While some were critical of Jones’ decisions, claiming he failed in his leadership of his unit when it came to this battle, many supported him. Brigadier Thompson supported his choices, saying that he “very strongly recommended” Jones for his Victoria Cross.
The citation that went with the award of his posthumous Victoria Cross read:
“On 28th May 1982 Lieutenant Colonel Jones was commanding 2nd Battalion The Parachute Regiment on operations on the Falkland Islands. The Battalion was ordered to attack enemy positions in and around the settlements of Darwin and Goose Green. During the attack against an enemy, who was well dug in with mutually supporting positions sited in depth, the battalion was held up just South of Darwin by a particularly well-prepared and resilient enemy position of at least 11 trenches on an important ridge. A number of casualties were received. In order to read the battle fully and ensure that the momentum of his attack was not lost, Colonel Jones took forward his reconnaissance party to the foot of a re-entrant, which a section of his battalion had just secured. Despite persistent, heavy and accurate fire the reconnaissance party gained the top of the re-entrant, at approximately the same time as the enemy positions.
In his effort to gain a good viewpoint, Colonel Jones was now at the very front of his battalion. It was clear to him that desperate measures were needed in order to overcome the enemy position and rekindle the attack, and that unless these measures were taken promptly the battalion would sustain increasing casualties and the attack perhaps even fail. It was time for personal leadership and action. Colonel Jones immediately seized a sub-machine gun, and, calling on those around him and with total disregard for his own safety, charged the nearest enemy position. This action exposed him to fire from a number of trenches.
As he charged up a short slope at the enemy position he was seen to fall and roll backward downhill. He immediately picked himself up, and charged the enemy trench firing his sub-machine gun and seemingly oblivious to the intense fire directed at him. He was hit by fire from another trench, which he outflanked and fell dying only a few feet from the enemy he had assaulted. A short time later a company of the battalion attacked the enemy, who quickly surrendered. The devastating display of courage by Colonel Jones had completely undermined their will to fight further.
Thereafter the momentum of the attack was rapidly regained, Darwin and Goose Green were liberated, and the battalion released the local inhabitants unharmed and forced the surrender of some 1,200 of the enemy.
The achievements of 2nd Battalion The Parachute Regiment at Darwin and Goose Green set the tone for the subsequent land victory on the Falklands.

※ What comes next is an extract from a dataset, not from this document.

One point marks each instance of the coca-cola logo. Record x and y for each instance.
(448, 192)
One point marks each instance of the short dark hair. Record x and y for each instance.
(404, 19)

They achieved such a moral superiority over the enemy in this first battle, that despite the advantages of numbers and selection of battle-ground, they never thereafter doubted either the superior fighting qualities of the British troops, or their own inevitable defeat. This was an action of the utmost gallantry by a commanding officer whose dashing leadership and courage throughout the battle were an inspiration to all about him."